Many parents had to start balancing their full-time jobs as well as full-time child care with school-age children or younger. Research from the Royal Bank of Canada has found that women have been contributing less to the labour workforce in Canada due to these trends.

Since March of 2020, some parents have had to decide to keep their job or to stop to be able to care for their children. Daycare has been full or too expensive and schools haven’t been open; parents have been having a hard time. 

“Employment among women with toddlers or school-aged children fell 7% between February and May compared to a decline of 4% among fathers of children the same age. Single mothers were even more significantly impacted, with employment among this cohort (with a toddler or school-aged child) down 12% from February to June (compared to a 7% decline among single fathers),” according to research from the Royal Bank of Canada.

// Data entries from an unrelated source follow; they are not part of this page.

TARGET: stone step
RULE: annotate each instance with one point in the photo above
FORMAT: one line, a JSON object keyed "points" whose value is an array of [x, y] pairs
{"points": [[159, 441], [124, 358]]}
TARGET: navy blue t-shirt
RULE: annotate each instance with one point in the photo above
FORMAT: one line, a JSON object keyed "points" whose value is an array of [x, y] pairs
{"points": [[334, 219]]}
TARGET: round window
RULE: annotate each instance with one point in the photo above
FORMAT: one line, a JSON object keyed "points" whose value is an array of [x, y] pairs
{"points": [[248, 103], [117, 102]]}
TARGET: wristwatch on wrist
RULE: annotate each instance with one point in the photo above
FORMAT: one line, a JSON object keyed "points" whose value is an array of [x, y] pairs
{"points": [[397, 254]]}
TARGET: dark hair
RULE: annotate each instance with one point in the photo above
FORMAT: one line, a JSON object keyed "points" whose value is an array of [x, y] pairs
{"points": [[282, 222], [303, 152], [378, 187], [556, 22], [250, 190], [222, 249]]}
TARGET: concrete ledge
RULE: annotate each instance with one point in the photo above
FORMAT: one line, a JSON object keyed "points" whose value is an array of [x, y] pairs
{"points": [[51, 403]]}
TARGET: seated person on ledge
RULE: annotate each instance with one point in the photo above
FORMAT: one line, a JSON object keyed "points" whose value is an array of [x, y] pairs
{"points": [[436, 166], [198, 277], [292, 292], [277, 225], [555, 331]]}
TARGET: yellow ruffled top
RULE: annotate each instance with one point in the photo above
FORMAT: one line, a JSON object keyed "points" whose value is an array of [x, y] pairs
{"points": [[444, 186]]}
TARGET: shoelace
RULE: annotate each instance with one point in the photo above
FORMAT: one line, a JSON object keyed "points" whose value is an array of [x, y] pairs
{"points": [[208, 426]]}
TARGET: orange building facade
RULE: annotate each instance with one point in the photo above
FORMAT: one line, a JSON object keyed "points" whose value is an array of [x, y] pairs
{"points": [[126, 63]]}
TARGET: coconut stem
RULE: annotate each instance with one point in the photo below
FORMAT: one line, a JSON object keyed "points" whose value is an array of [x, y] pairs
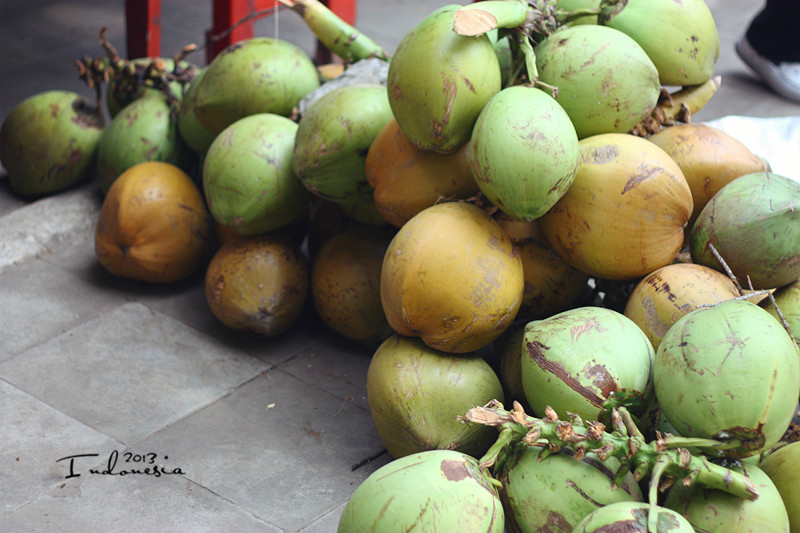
{"points": [[334, 33], [632, 451], [481, 17], [568, 16]]}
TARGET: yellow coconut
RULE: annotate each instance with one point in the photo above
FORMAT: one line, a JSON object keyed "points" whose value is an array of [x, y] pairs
{"points": [[258, 284], [345, 284], [452, 277], [624, 215], [664, 296], [709, 159], [551, 284], [406, 179], [153, 225]]}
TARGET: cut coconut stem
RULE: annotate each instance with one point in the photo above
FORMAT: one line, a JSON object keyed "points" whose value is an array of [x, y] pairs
{"points": [[482, 17], [631, 451], [677, 107], [568, 16], [334, 33]]}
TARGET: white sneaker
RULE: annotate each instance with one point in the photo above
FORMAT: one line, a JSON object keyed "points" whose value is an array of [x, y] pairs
{"points": [[783, 78]]}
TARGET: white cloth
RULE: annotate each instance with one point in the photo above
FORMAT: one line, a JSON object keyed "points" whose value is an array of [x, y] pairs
{"points": [[777, 140]]}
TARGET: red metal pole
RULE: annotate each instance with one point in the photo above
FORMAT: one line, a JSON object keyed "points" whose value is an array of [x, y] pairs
{"points": [[143, 28]]}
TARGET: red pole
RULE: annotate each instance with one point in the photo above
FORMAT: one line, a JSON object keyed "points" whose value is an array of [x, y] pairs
{"points": [[143, 28]]}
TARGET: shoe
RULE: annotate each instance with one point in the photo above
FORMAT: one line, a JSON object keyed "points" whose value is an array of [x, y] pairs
{"points": [[783, 78]]}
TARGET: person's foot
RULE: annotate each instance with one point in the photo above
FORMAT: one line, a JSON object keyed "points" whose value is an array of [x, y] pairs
{"points": [[783, 78]]}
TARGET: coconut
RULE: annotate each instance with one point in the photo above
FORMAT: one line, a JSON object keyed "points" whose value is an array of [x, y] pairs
{"points": [[153, 225], [248, 179], [670, 292], [145, 130], [754, 224], [258, 284], [782, 466], [552, 285], [345, 284], [48, 142], [452, 277], [632, 517], [523, 152], [728, 372], [624, 215], [578, 360], [787, 299], [606, 83], [416, 395], [531, 504], [396, 497], [194, 134], [715, 511], [439, 81], [269, 76], [406, 179], [680, 37], [709, 159], [332, 141]]}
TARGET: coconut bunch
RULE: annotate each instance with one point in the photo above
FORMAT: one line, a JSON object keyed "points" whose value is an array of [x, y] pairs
{"points": [[574, 179]]}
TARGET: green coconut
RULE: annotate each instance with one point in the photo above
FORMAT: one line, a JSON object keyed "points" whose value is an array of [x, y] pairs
{"points": [[48, 142], [632, 517], [333, 138], [257, 75], [248, 179], [680, 37], [606, 83], [578, 360], [435, 490], [555, 492], [788, 300], [416, 394], [195, 135], [146, 130], [715, 511], [523, 152], [783, 468], [439, 81], [754, 224], [728, 372]]}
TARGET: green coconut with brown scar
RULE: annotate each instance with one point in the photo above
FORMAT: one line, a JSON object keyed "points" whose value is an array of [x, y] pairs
{"points": [[436, 490], [606, 82], [584, 360], [680, 37], [439, 81], [532, 505], [267, 76], [145, 130], [728, 372], [48, 142], [523, 152], [333, 139], [753, 222]]}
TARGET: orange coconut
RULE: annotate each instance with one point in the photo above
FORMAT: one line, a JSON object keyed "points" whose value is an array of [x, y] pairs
{"points": [[153, 224]]}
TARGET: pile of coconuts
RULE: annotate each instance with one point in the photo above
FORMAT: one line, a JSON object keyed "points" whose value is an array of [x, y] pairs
{"points": [[583, 309]]}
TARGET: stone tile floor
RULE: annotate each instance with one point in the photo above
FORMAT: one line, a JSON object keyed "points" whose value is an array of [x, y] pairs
{"points": [[265, 434]]}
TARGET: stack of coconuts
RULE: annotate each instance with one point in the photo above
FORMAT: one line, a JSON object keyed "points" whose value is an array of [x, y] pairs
{"points": [[584, 308]]}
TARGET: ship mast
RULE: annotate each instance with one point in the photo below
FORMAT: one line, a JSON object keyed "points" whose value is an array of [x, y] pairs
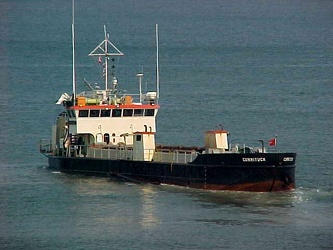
{"points": [[157, 66], [73, 54], [103, 50]]}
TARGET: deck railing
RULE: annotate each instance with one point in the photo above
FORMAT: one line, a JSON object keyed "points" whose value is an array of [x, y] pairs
{"points": [[117, 153]]}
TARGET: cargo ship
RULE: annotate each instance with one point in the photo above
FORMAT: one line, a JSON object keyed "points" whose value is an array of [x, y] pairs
{"points": [[108, 132]]}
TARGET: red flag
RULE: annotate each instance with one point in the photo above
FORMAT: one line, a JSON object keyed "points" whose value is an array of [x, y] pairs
{"points": [[272, 142]]}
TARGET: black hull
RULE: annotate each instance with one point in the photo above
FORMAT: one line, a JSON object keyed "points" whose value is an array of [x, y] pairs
{"points": [[223, 172]]}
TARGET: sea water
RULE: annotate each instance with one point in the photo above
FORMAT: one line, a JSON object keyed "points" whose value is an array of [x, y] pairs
{"points": [[257, 68]]}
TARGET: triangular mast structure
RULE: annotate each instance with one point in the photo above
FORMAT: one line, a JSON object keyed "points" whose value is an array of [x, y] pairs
{"points": [[103, 50]]}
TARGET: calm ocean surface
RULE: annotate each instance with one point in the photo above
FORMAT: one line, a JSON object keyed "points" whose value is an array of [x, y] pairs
{"points": [[260, 68]]}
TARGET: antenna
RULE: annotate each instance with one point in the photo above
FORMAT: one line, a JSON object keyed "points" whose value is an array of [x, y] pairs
{"points": [[157, 66], [73, 52]]}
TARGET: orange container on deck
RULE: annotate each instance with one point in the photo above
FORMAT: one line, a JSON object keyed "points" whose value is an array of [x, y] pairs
{"points": [[81, 101]]}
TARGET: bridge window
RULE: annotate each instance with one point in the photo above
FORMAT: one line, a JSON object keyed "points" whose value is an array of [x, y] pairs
{"points": [[138, 112], [128, 112], [94, 113], [106, 138], [105, 112], [149, 112], [116, 113], [83, 113], [71, 113]]}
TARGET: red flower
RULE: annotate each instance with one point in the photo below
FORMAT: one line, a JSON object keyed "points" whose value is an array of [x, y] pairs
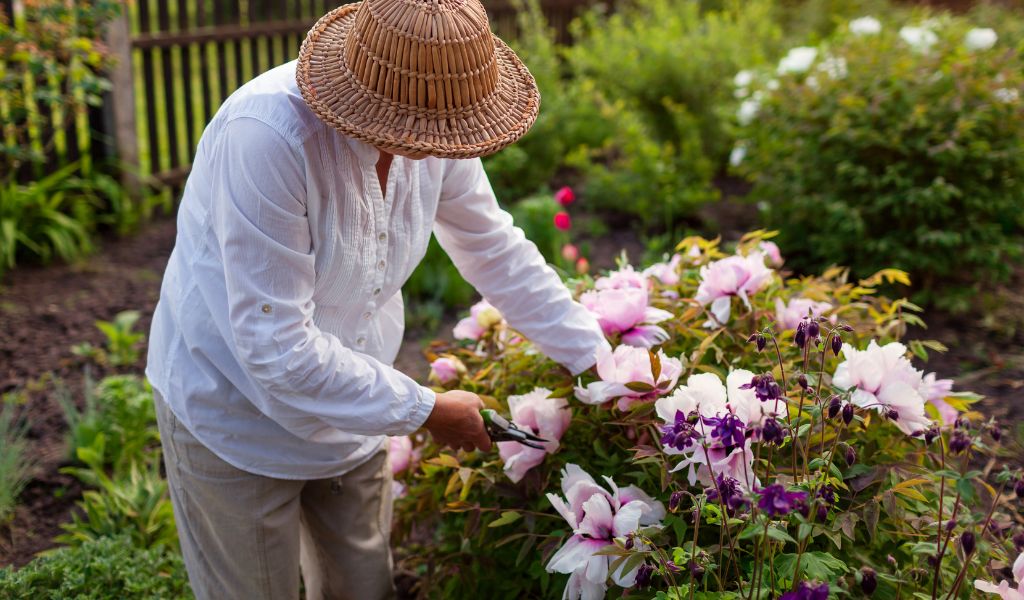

Rebeca Joanna Torres, a single mother with a four-year-old son in Kitchener, has been working from home as well as going in. While working from home, she found herself too busy to care for her son which resulted in putting him in an at-home daycare where they will care for him while she finishes work.

“It is extremely difficult. He is 4 and trying to keep him entertained while sitting through hours of conference calls is hard on him, he feels ignored and he also shuts down my computer,” Torres said.

“I do not want to work from home anymore. I have been working around the clock for 14 months and I can’t keep working 24/7, so I am moving jobs for something quieter and with a different focus.”